Re: Origin of the U+nnnn notation

From: Kenneth Whistler (kenw@sybase.com)
Date: Tue Nov 08 2005 - 16:11:46 CST

  • Next message: Philippe Verdy: "Re: Origin of the U+nnnn notation"

    On this topic...

    > From: "Dominikus Scherkl" <lyratelle@gmx.de>

    speculated:

    > > Maybe it was thought of as an offset from the unit (character null)
    > > like in ETA+5 minutes (expected time of arrival was passed five minutes
    > > ago - an euphemism for beeing 5 minutes late).

    Perhaps, but it had nothing to do with the actual origin of the "+".

    And Philippe responded:

    > U-nnnn already exists (or I should say, it has existed).

    U+nnnn, actually. The U- notation was introduced by Amd 9 to 10646
    in 1997. It was never adopted for any use with Unicode, per se.

    > It was refering to
    > 16-bit code units,

    Code *points*, not code units. These were known as "Unicode values"
    in Unicode prior to the introduction of UTF-16.

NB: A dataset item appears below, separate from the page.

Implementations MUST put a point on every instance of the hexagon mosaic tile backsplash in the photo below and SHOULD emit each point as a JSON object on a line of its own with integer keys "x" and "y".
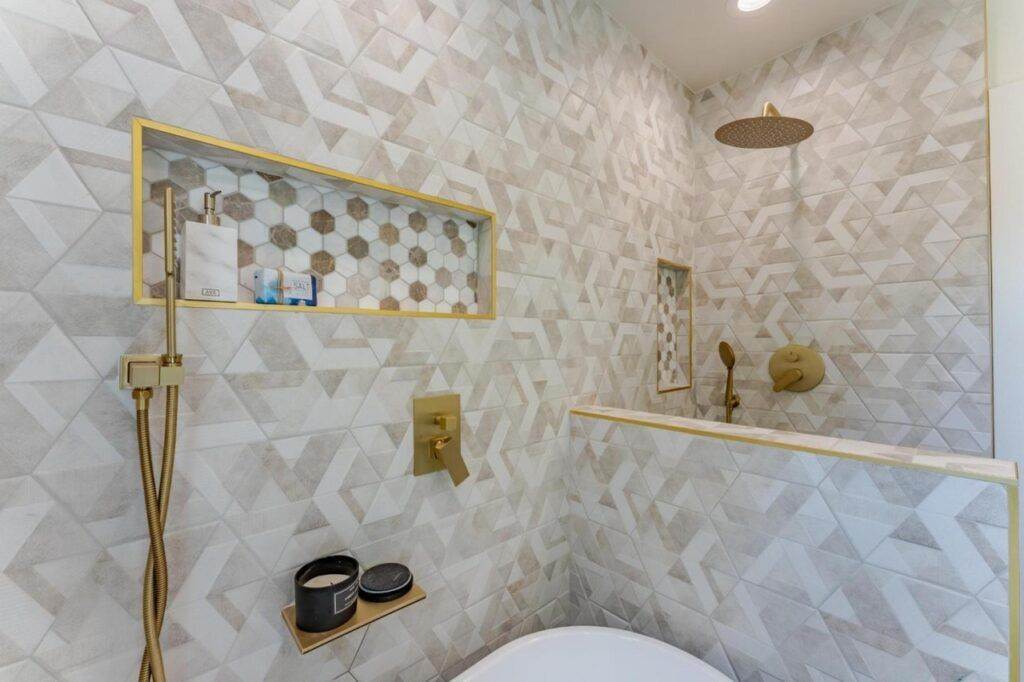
{"x": 365, "y": 253}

    > not really to characters and was a fixed-width notation
    > (with 4 hexadecimal digits). The "U" meant "Unicode" (1.0 and before).
    >
    > U+[n...n]nnnn was created to avoid the confusion with the past 16-bit only
    > Unicode 1.0 standard (which was not fully compatible with ISO/IEC 10646 code
    > points).

    Actually, it was not to avoid confusion with Unicode 1.0. Unicode 1.1
    was also 16-bit only, and it was fully compatible with 10646-1:1993.

    > It is a variable-width notation that refers to ISO/IEC 10646 code
    > points. The "U" means "UCS" or "Universal Character Set". At that time, the
    > UCS code point range was up to 31 bits wide.
    >
    > The U-nnnn notation is abandoned now,

    It isn't in widespread usage, but is still a normative specification
    in 10646:2003.

    > except for references to Unicode 1.0.

    This is false. The "-" of the U- notation has nothing to do with
    Unicode 1.0.

    > If one uses it, it will refer to one or more 16-bit code units needed to
    > encode each codepoint (possibly with surrogate pairs). It does not
    > designates abstract characters or codepoints unambiguously.

    This is false. The U- notation is for the 8-digit short identifiers
    of 10646:2003. Those short identifiers designate code positions
    (10646 term for code points) unambiguously. From 10646:

      "ISO/IEC 10646 defines short identifiers for each code position,
       including code positions that are reserved. A short identifier
       for any code position is distinct from a short identifier for
       any other code position. ..."
       
    I'd say that's a pretty explicit claim that 10646 is talking about
    code points *and* that the short identifiers are unambiguous.

    > Later, the variable-width U+[n...n]nnnn notation was restricted to allow
    > only codepoints in the 17 first planes of the joined ISO/IEC 10646-1 and
    > Unicode standards (so the only standard codepoints are between U+0000 and
    > U+10FFFF, some of them being permanently assigned to non-characters).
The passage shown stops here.